Now that a solid understanding of global model behavior has been attained, local behavior for any given row of data and prediction can be analyzed and validated using LOCO. The LOCO method presented here is adapted from Distribution-Free Predictive Inference for Regression by Jing Lei et al., http://www.stat.cmu.edu/~ryantibs/papers/conformal.pdf. Here the local contribution of an input variable to a prediction for a single row of data is estimated by rescoring the GBM on that row one time for each input variable, each time leaving out one input variable (e.g., "covariate") by setting it to missing, and then subtracting the new score from the original score. By default, h2o scores missing data in decision trees by running them through the majority decision path. This means LOCO will be a numeric measure of how different the local contribution of an input variable is from the most common local contribution of that variable in the model. This variant of LOCO differs from the original method, in which one input variable is dropped from the model and the model is retrained without that variable. For nonlinear models, nonlinear dependencies can allow variables to nearly completely replace one another when a variable is dropped and the model is retrained. Hence, the approach of injecting missing values is used to estimate local contributions of input variables for nonlinear models here, as opposed to dropping a variable and retraining the model.

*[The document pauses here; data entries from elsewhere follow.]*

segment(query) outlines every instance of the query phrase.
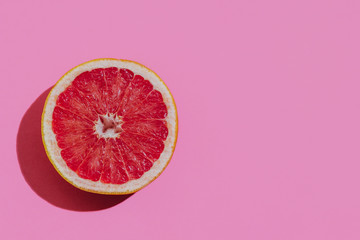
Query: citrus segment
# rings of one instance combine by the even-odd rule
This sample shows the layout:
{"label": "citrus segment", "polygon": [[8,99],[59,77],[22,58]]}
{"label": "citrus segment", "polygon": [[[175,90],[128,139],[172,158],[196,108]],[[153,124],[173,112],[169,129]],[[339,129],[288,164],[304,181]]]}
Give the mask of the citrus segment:
{"label": "citrus segment", "polygon": [[55,168],[98,193],[146,186],[164,170],[176,142],[170,92],[156,74],[126,60],[94,60],[68,72],[50,92],[42,121]]}

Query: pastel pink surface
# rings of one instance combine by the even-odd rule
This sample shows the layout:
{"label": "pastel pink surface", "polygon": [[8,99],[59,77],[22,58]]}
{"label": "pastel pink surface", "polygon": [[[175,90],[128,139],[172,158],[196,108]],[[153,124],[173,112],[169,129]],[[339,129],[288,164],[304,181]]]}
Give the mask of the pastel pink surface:
{"label": "pastel pink surface", "polygon": [[[360,239],[359,11],[355,0],[2,1],[0,239]],[[40,95],[102,57],[164,79],[179,138],[151,185],[77,211],[54,199],[81,193],[28,184],[42,166],[24,171],[19,152],[39,146],[17,136]]]}

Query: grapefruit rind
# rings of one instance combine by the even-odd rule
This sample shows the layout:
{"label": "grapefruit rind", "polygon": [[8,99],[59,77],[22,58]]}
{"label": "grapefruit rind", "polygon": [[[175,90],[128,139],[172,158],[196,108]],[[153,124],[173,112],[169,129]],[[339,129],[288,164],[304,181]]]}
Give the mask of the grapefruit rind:
{"label": "grapefruit rind", "polygon": [[[145,172],[142,177],[140,177],[139,179],[130,180],[124,184],[108,184],[102,183],[100,181],[94,182],[79,177],[66,165],[65,161],[62,159],[60,154],[61,149],[57,145],[55,134],[52,130],[52,115],[59,94],[61,94],[69,85],[71,85],[72,81],[80,73],[84,71],[90,71],[96,68],[107,67],[127,68],[133,71],[135,75],[141,75],[145,79],[149,80],[153,85],[154,89],[161,92],[164,103],[166,104],[168,110],[168,115],[165,120],[167,122],[167,128],[169,133],[167,139],[164,142],[165,148],[164,151],[161,153],[160,158],[154,162],[153,167],[149,171]],[[72,68],[64,76],[62,76],[57,81],[55,86],[51,89],[48,97],[46,98],[41,119],[41,135],[45,151],[56,171],[67,182],[79,189],[92,193],[109,195],[123,195],[134,193],[154,181],[164,171],[164,169],[170,162],[170,159],[175,150],[177,134],[177,109],[174,98],[171,95],[168,87],[161,80],[161,78],[149,68],[143,66],[140,63],[123,59],[95,59]]]}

To implement LOCO, GBM model predicitions are calculated once for the test data and then again for each input variable, setting the entire input variable column to missing. Once the prediction without the variable is found for every row of data in the test set, that column vector of predictions on corrupted data can be subtracted from the column vector of predictions on the original, non-corrupted data to estimate the local contribution of that variable for each prediction in the test data. For better local accuracy and explainability, LOCO contributions are scaled such that contributions for each prediction plus the overall average of DEFAULT_NEXT_MONTH
always sum to the model predictions.
h2o.no_progress() # turn off h2o gratuitous progress bars
# create set of original predictions and row ID
preds2 = test['ID'].cbind(model.predict(test).drop(['predict', 'p0']))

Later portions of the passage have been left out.